Cavaco Silva disse de Sócrates o que todos sabíamos e sabemos: que Sócrates é politicamente desonesto e institucionalmente desleal. Não constitui novidade. Sócrates foi certamente o português que mais degradou o exercício da política, desde o 25 de Abril. Não tenho memória de nenhum político anterior a ele que tenha feito tanto mal ao país e que tanto tenha contribuído para a descredibilização da vida pública. Descredibilizou tudo o que havia para descredibilizar: descredibilizou a democracia, descredibilizou a esquerda, descredibilizou a acção governativa, descredibilizou a palavra compromisso, a palavra responsabilidade, a palavra lealdade. Foi patologicamente arrogante, foi recorrentemente grosseiro e foi incompetente em quase tudo o que fez. Esta é a realidade e convém lembrá-la enquanto a personagem alimentar ilusões quanto a eventuais regressos.
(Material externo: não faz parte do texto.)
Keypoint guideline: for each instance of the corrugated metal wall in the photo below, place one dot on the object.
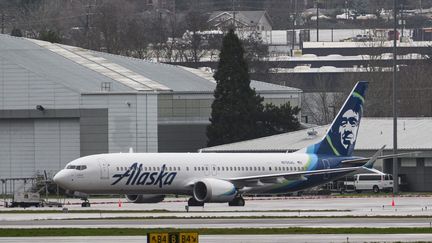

Cavaco Silva foi criticado por ter vindo agora, e no estatuto de Presidente da República, recordar as deslealdades institucionais do ex-primeiro-ministro. Acusam Cavaco de não ter agido segundo o interesse nacional, mas apenas movido por sentimentos mesquinhos de vingança pessoal. Não tenho nenhuma dúvida de que isso é verdade. Todavia, o que importa saber é se este modo de actuar de Cavaco Silva constitui uma novidade. Não compreendo a surpresa, ele sempre procedeu assim. Desde 1980, quando exerceu as funções de ministro das Finanças, no governo de Sá Carneiro, que Cavaco Silva agiu e age pondo sempre em primeiro lugar os seus interesses pessoais. Não seria de esperar que agora mudasse.
Uma das causas dos nossos males é precisamente esta: a nossa elite política é medíocre. É constituída por uma maioria de actores que nunca estiveram nem estão à altura das responsabilidades que assumem, e para as quais livremente se candidatam.
A ruptura com a elite política que nos tem governado é uma condição de possibilidade de Portugal ainda poder vir a ser um país diferente.